London. Jose Mourinho vom FC Chelsea wollte die Premier-League-Partie gegen Tottenham richtig einordnen. Den Torjubel von Samuel Eto'o nahm er seinem Stürmer aber nicht übel.

Mit 4:0 besiegten die Blues die Spurs und nachdem Jose Mourinho seinen Stürmer Samuel Eto'o unter der Woche als zu alt bezeichnet hatte, gab dieser die Antwort auf dem Platz. Nach seinem Führungstreffer humpelte er wie ein alter Mann Richtung Eckfahne.

Mourinho nahm es nach dem Spiel gelassen: "Ich habe Samuel den Jubel nicht vorgeschlagen, aber wir wussten, was gemeint war. Der beste Weg eine solche Situation zu meistern, ist mit Humor heranzugehen."

"Das erste Tor war ein Fehler, aber Eto'o hat das fantastisch gemacht. Danach hatten wir die Kontrolle.

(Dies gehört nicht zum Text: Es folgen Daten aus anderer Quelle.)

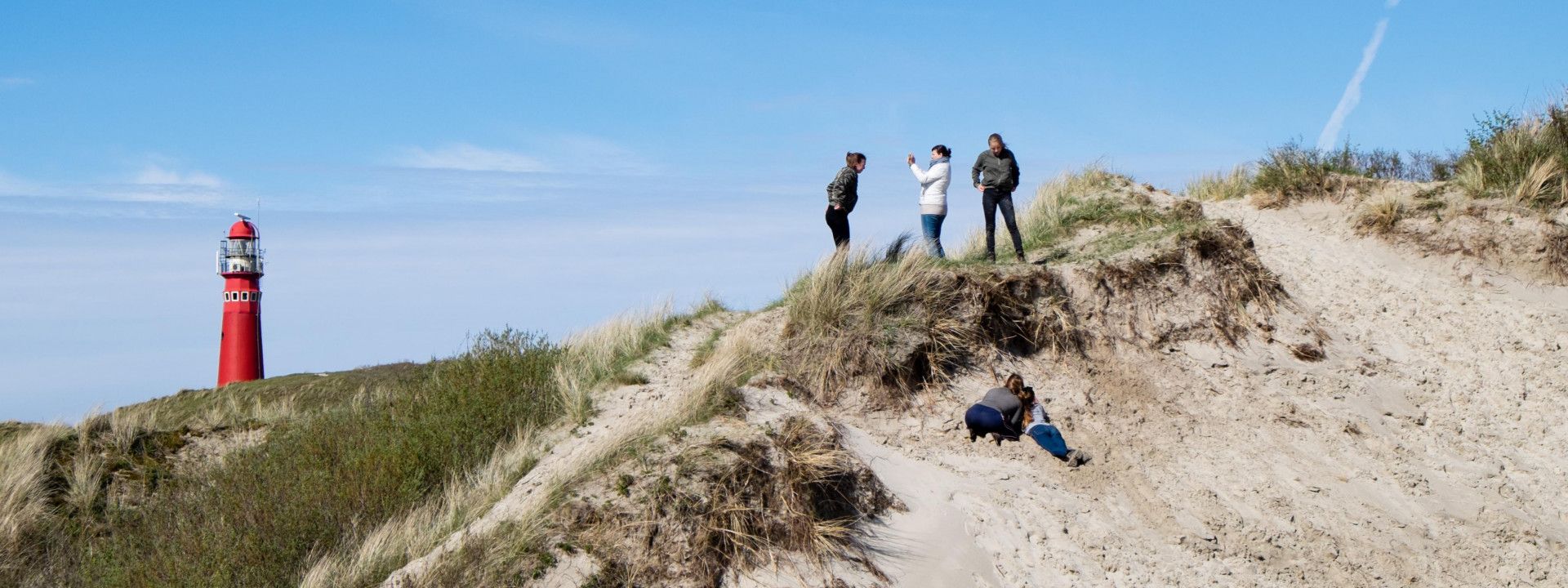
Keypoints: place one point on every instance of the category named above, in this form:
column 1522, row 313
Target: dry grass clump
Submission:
column 25, row 475
column 601, row 354
column 866, row 314
column 1153, row 300
column 1214, row 187
column 1070, row 203
column 419, row 530
column 1382, row 214
column 1520, row 158
column 516, row 552
column 715, row 507
column 85, row 480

Leicht zu passen, zu kontrollieren und wir konnten das Spiel genießen", so der Chelsea-Coach nach dem Spiel gegenüber ChelseaTV weiter.

Chelsea eiskalt

Doch auch wenn der Gegner am Ende unter ging, wollte Mourinho nicht bestreiten, dass Tottenham das Spiel zu Beginn im Griff hatte: "Die Realität ist, die Spurs hatten die Kontrolle aber uns nicht in Gefahr gebracht. Wir haben auf den Moment gewartet, um zuzuschlagen."